A interpretação da Ét. Nic., X, 7, é o centro organizador de toda a teoria medieval do intelecto, e, consequentemente, da psicologia como ciência humana. É também por ela que a psicologia, ciência do vivente animado, se comunica com a teologia: por ser, em sua parte suprema, ciência do homem, e, mais precisamente, segundo os próprios termos de Aristóteles, "ciência da parte fundamental e melhor do ser do homem". A indissociabilidade, no nível do homem enquanto homem, da psicologia, da ética e da teologia resulta da definição aristotélica daquilo que faz a humanidade do homem: sua aspiração a "tudo fazer para viver segundo a parte mais nobre que está nele"; sendo essa parte "mais nobre" (principalissimum hominis) pensada, simultaneamente, como "presença no homem de um elemento divino", ou seja, de algo no homem que é mais que o próprio homem, e como "o que é, no mais alto grau o próprio homem", a psicologia aristotélica, como a projeta a Ética a Nicômaco, parece transgredir no cume o princípio que a funda como ciência biológica, ao mesmo tempo em que se expõe a uma certa forma de incoerência em sua própria definição da humanidade do homem. Entretanto, a identificação do principalissimum hominis com o intelecto agente, elemento de origem divina, conferido ao homem "do exterior", por uma espécie de epigênese (De generatione animalium, II, 3, 736b27), inscreve a humanização do homem no próprio programa da natureza aristotélica e assegura a ligação conceituai da teologia com a psicologia. A psicologia peripatética integral se constrói sobre o conjunto teórico formado pelo De anima e a Ética a Nicômano.
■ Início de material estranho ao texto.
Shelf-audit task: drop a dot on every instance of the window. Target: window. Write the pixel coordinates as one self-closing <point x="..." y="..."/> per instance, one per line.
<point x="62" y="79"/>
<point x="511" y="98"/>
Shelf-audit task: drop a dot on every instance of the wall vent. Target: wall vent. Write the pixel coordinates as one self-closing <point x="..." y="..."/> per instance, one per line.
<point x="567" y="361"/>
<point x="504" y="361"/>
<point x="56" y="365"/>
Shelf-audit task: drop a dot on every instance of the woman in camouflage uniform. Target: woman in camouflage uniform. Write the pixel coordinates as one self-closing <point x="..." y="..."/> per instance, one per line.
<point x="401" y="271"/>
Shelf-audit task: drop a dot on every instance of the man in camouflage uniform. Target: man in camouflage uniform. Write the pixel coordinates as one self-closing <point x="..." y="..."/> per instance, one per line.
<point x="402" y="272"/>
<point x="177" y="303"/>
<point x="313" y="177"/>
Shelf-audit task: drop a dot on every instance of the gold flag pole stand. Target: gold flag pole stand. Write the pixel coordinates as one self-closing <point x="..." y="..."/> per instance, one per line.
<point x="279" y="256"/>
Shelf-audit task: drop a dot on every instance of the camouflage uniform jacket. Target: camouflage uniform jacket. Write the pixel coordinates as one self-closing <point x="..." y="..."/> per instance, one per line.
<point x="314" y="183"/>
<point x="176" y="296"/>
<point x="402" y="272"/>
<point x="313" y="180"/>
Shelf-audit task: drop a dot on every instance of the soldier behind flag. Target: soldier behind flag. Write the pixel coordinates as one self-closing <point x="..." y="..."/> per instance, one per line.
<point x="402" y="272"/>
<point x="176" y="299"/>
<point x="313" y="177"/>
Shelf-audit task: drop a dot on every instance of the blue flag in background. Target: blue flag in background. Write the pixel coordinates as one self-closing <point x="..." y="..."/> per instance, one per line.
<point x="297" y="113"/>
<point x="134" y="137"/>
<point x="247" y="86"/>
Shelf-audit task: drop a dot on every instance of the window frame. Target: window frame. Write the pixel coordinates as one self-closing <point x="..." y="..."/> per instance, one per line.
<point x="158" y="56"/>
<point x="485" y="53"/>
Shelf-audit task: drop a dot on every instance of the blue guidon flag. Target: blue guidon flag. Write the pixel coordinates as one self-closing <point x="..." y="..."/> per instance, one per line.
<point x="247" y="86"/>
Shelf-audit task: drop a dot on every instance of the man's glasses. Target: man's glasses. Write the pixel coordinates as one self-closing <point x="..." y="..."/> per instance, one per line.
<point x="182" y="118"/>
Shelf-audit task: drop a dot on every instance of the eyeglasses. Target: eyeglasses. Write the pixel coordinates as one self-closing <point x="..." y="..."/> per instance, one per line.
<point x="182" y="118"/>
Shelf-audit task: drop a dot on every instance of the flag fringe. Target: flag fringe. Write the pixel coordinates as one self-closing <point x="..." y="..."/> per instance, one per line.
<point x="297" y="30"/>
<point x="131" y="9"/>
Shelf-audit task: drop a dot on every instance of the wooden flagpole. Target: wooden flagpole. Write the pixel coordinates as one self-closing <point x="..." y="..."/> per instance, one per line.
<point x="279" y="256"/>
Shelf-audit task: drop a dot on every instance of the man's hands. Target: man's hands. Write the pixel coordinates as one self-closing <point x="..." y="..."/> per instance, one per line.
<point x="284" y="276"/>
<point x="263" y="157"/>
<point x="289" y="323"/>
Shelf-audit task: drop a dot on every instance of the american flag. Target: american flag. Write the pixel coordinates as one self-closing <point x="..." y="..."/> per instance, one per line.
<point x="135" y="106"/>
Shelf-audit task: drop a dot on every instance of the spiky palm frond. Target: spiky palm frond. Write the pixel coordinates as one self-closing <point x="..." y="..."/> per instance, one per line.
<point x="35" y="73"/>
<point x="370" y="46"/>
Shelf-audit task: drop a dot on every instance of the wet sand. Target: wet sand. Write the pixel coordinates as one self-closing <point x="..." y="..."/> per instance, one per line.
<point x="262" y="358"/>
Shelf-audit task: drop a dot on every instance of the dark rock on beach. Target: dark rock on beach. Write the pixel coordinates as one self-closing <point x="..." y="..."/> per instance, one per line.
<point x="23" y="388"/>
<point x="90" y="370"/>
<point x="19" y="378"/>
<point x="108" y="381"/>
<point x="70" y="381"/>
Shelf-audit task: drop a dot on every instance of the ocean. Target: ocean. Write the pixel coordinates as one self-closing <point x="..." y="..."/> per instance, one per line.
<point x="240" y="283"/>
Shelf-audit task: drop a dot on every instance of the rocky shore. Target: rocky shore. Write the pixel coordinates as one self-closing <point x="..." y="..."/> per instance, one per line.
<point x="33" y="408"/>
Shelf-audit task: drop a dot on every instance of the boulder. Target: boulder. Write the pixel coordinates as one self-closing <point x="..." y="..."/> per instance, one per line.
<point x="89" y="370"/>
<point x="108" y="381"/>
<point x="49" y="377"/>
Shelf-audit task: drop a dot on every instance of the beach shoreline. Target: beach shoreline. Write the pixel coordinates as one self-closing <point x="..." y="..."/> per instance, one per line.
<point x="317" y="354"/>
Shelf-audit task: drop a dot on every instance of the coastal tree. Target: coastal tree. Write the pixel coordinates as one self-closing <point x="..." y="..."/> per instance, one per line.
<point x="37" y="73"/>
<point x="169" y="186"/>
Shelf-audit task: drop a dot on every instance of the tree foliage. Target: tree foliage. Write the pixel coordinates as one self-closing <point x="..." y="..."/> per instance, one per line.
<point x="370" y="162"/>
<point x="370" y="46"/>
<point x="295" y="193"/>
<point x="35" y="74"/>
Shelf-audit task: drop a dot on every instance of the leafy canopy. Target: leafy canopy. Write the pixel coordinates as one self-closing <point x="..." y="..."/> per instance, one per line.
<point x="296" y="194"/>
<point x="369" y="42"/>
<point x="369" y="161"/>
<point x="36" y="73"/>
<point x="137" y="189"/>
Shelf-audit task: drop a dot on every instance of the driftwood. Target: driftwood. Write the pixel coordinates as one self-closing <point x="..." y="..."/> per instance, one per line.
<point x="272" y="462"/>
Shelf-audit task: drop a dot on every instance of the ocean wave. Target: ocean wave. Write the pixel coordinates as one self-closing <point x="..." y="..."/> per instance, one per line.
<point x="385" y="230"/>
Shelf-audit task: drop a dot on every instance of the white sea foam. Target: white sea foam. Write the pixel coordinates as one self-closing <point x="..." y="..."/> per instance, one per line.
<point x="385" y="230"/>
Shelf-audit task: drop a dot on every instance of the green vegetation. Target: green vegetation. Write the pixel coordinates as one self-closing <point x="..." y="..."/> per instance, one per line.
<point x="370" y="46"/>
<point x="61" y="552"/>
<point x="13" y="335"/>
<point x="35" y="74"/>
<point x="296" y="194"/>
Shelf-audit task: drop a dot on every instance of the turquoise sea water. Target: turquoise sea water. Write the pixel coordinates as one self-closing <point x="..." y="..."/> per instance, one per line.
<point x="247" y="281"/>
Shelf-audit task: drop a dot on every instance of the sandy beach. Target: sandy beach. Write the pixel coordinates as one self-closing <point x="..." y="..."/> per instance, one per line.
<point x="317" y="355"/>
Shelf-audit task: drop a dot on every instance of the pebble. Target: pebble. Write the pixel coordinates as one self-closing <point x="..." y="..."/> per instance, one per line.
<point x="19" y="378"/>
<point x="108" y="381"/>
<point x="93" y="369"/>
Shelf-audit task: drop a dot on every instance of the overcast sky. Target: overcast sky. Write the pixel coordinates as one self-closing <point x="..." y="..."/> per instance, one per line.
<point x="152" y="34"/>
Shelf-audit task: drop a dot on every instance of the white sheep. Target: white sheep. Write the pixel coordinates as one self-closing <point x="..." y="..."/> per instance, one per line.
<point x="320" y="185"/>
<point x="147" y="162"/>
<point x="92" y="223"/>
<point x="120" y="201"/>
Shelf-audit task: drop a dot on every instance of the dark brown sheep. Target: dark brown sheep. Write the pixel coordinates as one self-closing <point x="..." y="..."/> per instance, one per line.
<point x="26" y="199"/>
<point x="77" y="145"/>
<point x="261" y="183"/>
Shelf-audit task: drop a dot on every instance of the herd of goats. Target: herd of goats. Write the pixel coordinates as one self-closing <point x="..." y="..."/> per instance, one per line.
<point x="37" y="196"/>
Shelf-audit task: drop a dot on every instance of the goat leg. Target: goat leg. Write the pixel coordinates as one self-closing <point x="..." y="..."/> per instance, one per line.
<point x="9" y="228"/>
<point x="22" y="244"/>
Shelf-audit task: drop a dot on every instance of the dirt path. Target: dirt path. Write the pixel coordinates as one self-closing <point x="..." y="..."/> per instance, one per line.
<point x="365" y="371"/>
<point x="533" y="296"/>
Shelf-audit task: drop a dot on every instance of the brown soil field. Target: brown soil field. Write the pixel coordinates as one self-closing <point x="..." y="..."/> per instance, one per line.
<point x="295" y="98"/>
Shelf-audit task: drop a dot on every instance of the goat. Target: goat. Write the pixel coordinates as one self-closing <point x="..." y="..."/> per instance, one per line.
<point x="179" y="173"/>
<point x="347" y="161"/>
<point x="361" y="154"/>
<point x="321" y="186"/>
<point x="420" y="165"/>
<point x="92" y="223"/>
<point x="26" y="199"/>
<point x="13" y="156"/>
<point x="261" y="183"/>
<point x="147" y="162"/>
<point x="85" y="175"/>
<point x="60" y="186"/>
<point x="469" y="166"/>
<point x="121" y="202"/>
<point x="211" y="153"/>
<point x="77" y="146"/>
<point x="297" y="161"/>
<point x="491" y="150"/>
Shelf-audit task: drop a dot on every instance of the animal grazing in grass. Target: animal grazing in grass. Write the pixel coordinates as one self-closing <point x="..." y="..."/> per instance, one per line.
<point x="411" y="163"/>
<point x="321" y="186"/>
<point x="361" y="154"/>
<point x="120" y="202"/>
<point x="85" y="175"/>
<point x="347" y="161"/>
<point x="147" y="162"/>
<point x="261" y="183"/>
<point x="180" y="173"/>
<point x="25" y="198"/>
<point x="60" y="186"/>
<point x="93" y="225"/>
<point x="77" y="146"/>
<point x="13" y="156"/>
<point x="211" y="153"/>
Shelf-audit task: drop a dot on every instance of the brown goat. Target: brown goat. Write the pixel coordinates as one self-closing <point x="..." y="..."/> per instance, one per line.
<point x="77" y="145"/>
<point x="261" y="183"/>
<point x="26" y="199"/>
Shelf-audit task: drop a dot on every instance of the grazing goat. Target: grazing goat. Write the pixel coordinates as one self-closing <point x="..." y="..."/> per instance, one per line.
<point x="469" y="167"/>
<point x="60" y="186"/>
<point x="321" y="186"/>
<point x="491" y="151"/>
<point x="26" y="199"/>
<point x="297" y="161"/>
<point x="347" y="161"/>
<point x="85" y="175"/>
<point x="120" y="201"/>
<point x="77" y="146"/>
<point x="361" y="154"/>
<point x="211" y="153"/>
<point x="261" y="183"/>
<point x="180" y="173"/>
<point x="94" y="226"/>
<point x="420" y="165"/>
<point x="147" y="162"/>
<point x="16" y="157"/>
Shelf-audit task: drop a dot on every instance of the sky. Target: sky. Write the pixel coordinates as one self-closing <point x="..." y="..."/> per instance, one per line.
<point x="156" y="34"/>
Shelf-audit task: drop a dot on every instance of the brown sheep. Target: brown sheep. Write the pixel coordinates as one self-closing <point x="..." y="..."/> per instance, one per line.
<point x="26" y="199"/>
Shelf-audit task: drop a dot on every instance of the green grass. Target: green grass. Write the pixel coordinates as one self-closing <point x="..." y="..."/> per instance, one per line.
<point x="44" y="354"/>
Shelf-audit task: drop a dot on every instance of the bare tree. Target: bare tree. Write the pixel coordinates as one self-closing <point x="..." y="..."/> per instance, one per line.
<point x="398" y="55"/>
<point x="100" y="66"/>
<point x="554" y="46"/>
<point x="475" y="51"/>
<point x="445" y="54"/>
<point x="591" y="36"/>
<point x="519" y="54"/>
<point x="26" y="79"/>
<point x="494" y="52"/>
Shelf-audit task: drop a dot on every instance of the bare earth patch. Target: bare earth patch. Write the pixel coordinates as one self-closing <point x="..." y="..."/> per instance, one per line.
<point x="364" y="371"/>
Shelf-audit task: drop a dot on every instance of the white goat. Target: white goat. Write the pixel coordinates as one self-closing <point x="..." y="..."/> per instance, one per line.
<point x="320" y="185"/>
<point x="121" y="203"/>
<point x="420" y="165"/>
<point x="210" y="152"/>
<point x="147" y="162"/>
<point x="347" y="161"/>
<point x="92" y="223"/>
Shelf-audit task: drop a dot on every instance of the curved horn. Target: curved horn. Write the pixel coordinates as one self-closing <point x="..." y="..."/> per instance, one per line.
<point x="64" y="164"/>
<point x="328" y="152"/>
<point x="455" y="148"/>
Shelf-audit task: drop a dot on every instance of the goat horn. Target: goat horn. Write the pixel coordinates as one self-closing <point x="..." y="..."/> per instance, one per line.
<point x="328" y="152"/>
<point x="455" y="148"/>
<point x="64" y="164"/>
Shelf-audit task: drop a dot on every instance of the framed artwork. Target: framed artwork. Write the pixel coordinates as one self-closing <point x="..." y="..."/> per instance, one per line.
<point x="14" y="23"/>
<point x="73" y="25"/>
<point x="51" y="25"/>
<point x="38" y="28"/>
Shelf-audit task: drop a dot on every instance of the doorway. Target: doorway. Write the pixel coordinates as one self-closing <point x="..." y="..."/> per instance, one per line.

Desde os anos 1250, os latinos poderão justificar esse intelectualismo psicoteológico recorrendo aos comentários sobre a Ética de Eustrato e de Miguel de Éfeso, traduzidos por Robert Grosseteste  , mas deverão, ao mesmo tempo, enfrentar as versões árabes da teologia do intelecto, que, com al-Farabi e Avicena, e depois com Averróis  , desenharam o espaço de sua primeira formulação.

A crise "averroísta" dos anos 1270 revela, antes de tudo, a amplitude das revoluções filosóficas progressivamente introduzidas pela noética greco-árabe em seu conjunto.